Key Concepts
This page covers the mental model behind Clinker pipelines. If you have experience with other ETL tools, most of this will feel familiar – but pay attention to where Clinker diverges, especially around CXL and streaming execution.
Pipelines are DAGs
A pipeline is a directed acyclic graph of nodes. Data flows from sources, through processing nodes, to outputs. There are no cycles – a node cannot consume its own output, directly or indirectly.
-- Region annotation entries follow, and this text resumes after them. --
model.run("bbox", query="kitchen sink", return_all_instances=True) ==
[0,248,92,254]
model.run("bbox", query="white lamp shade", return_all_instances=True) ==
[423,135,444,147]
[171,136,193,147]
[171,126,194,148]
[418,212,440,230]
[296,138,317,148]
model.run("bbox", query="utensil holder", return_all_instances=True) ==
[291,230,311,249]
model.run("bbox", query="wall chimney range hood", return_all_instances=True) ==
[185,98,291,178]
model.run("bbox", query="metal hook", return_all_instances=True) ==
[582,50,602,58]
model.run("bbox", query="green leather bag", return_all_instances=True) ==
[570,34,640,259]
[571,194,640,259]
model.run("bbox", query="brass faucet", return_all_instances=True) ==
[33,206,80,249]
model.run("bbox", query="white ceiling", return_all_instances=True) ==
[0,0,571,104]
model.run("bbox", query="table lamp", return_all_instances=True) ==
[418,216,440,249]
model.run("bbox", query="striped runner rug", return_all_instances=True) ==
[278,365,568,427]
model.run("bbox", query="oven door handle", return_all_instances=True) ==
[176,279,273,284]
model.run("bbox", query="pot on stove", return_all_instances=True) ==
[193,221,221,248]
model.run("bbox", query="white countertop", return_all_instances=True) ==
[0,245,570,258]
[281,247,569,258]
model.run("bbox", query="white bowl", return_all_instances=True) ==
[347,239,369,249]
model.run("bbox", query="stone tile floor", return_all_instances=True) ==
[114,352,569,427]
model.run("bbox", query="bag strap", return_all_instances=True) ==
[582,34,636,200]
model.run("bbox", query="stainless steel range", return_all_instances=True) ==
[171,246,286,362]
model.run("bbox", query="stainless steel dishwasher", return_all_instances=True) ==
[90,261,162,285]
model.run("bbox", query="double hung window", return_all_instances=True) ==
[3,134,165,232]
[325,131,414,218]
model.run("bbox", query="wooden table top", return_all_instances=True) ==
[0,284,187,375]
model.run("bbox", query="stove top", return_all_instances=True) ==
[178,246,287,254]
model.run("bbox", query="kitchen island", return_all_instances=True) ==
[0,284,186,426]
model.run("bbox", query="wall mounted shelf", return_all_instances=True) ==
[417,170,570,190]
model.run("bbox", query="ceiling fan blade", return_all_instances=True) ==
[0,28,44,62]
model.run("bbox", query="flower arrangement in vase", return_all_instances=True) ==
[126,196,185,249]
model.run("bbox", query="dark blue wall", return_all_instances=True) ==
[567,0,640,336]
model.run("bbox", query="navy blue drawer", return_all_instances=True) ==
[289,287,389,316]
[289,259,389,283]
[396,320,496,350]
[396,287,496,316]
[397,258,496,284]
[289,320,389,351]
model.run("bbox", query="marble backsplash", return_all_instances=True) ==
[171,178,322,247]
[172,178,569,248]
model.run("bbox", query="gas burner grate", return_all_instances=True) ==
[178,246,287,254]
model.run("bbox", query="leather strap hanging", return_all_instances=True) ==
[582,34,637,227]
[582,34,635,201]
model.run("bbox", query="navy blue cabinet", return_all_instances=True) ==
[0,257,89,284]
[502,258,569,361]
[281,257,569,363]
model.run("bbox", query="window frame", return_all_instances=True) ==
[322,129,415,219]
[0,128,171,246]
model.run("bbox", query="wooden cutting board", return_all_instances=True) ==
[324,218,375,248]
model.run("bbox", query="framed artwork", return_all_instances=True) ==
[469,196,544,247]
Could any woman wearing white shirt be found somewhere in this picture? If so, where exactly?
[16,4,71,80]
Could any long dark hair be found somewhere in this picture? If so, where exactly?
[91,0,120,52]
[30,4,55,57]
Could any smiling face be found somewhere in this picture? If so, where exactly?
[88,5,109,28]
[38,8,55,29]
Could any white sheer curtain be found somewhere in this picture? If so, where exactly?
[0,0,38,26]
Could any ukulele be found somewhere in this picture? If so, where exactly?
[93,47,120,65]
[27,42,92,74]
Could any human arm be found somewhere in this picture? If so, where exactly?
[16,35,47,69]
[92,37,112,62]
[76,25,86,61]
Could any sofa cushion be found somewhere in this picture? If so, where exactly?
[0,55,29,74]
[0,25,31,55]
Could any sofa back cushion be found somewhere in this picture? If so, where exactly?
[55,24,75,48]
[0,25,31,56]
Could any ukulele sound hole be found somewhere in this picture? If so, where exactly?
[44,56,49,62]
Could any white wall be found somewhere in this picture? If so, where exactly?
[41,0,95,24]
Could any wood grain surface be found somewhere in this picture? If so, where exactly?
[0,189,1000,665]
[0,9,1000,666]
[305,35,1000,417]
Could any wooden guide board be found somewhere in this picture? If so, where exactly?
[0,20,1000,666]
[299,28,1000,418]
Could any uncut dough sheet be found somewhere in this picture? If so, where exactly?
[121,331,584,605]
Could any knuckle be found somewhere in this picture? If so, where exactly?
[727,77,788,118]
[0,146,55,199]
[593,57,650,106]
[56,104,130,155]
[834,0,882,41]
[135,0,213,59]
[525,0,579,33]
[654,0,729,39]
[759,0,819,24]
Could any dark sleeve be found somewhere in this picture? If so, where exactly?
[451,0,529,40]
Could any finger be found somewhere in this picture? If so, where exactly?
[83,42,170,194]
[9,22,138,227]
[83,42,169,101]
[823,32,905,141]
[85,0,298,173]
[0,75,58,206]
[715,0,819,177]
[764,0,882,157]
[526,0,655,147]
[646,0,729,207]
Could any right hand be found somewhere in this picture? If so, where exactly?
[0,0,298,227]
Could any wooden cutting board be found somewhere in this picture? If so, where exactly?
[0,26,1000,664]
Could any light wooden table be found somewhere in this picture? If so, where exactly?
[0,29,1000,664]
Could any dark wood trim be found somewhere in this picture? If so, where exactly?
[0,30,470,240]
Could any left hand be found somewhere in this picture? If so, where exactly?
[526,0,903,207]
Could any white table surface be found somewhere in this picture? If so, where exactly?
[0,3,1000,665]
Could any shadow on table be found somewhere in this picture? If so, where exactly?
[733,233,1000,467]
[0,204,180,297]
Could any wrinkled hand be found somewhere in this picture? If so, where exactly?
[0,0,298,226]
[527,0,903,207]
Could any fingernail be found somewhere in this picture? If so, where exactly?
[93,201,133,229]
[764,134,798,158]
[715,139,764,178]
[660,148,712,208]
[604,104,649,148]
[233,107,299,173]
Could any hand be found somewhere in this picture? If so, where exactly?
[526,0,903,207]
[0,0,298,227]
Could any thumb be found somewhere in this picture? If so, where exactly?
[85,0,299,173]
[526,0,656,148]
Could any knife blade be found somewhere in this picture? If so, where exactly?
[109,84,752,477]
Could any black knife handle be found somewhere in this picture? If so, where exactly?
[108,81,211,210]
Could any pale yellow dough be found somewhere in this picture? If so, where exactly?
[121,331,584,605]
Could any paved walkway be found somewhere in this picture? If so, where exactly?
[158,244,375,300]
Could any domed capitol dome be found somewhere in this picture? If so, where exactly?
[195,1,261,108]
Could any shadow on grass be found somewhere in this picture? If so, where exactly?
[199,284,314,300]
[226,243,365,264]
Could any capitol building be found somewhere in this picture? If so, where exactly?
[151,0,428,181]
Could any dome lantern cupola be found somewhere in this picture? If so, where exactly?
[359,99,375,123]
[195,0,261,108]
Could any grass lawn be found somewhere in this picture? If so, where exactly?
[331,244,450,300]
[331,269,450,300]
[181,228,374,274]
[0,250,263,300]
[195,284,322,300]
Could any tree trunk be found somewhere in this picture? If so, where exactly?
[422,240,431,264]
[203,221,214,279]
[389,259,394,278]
You define the graph by setting input: on each consumer node, naming the
upstream node it reads from. Clinker resolves these references, validates that
the graph is acyclic, and determines execution order automatically.
The nodes: list
Every pipeline has a single flat list of nodes. Each node has a type:
discriminator that determines its behavior. The seven node types are:
| Type | Purpose |
|---|---|
source | Read data from a file (CSV, JSON, XML, fixed-width) |
transform | Apply CXL logic to reshape, filter, or enrich records |
aggregate | Group records and compute summary values (sum, count, etc.) |
route | Split a stream into named ports based on conditions |
merge | Combine multiple streams into one |
output | Write data to a file |
composition | Embed a reusable sub-pipeline |
You can have as many nodes of each type as your pipeline requires. The only constraint is that the resulting graph must be a valid DAG.
CXL is not SQL
CXL is a per-record expression language. Each record flows through a CXL block
independently – there is no table-level context, no SELECT, no FROM, no
JOIN. Think of it as a programmable row mapper.
The core statements:
emit name = expr– produce a field in the output record. Only emitted fields appear downstream. If you want to pass a field through unchanged, you must emit it explicitly:emit id = id.let name = expr– bind a local variable for use in later expressions. Local variables do not appear in the output.filter condition– discard the record if the condition is false. A filtered record produces no output and is not counted as an error.distinct/distinct by field– deduplicate records.distinctdeduplicates on all output fields;distinct by fielddeduplicates on a specific field.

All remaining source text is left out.